His interest in the town’s shopping history goes back to 2013, when the Stonehaven Business Association was celebrating its 40th anniversary and asked Donald and local butcher Charlie McHardy to write a resume of the businesses operating when the association started.
“We produced some information about the shops at that time and produced a slide show, showing the shops that were there. It seemed to down quite well,” said Donald, adding it led to him giving his talks to numerous clubs and societies in the town.
Stonehaven Shops shows just how much the town has changed over the years, from the days when everything you could want or need could be found within its boundaries, from tailors and drapers, to television and electronic shops.

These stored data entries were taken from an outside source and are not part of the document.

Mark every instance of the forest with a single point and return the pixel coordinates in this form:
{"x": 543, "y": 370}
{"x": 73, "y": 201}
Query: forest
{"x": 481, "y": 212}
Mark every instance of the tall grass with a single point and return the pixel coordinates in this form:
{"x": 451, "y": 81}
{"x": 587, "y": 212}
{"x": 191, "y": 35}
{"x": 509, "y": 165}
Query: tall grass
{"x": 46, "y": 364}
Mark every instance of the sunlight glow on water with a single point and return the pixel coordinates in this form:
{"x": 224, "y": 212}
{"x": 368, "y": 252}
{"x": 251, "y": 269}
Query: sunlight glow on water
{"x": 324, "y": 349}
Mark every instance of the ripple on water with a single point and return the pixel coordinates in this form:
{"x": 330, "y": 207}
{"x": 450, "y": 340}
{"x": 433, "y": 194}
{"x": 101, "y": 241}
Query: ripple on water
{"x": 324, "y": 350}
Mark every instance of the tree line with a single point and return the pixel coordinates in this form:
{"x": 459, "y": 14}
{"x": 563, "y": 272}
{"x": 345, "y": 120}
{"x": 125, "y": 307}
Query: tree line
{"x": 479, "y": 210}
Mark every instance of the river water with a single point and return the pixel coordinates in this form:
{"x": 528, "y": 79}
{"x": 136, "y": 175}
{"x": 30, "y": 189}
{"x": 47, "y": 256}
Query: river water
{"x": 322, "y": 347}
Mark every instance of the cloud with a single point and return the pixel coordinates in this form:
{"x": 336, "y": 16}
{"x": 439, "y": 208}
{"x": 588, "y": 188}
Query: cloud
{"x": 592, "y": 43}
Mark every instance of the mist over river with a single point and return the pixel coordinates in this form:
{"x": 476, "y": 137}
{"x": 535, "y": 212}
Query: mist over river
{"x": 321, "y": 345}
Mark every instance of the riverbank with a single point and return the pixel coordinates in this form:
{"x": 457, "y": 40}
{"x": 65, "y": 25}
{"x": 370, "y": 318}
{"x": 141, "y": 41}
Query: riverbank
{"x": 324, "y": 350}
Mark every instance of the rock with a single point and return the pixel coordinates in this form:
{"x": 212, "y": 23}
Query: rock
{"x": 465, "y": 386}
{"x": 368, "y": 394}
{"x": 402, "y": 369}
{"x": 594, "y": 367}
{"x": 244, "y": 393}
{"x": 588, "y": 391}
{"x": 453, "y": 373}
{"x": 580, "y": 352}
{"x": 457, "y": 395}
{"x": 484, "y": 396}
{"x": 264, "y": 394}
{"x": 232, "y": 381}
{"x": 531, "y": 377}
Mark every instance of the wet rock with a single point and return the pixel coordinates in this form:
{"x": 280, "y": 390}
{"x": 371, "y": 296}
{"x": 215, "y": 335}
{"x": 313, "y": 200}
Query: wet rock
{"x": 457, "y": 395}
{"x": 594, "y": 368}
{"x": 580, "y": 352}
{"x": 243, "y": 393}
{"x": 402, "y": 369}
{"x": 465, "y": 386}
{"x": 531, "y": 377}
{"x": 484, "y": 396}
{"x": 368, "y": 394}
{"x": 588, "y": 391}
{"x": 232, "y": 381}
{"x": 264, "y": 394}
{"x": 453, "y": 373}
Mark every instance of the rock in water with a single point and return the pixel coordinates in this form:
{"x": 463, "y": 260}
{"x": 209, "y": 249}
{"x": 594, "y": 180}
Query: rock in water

“It was very much self-contained. When you went up to the top of the town, the Station Hotel and the station itself was the edge of the town,” said Donald.
Buzz around the town
”You could literally stay and shop in the town without going to Aberdeen, if you wanted to.”
However, there is little doubt that while the town is changing it is still a bustling, community-spirited place and will be for the foreseeable future.
“I just hope everyone here survives in the torrid time of Covid. But the shops we have here seem to be surviving. We have lots of wee coffee shops and cafes now and that is always a good thing keeping a wee buzz around the town.”
Donald hopes his book will give readers “a wee bit of enjoyment and memories”.
“The feedback has been good, a lot of people were saying things like ‘oh, it’s nice to remember what was there’ or ‘I had forgotten that was there’. It just brings back memories of the town and what it was.”
Bring back the cinema
But were Donald able to wave a magic wand and bring back one shop, what would it be?
“I better not say Maggie Arthur’s, because it was one of my favourites and I would be just buying sweets if I went back there,” he joked.
“But the one thing I would bring back would be the cinema. I think the town could do with a cinema and it’s a shame we ever lost it.”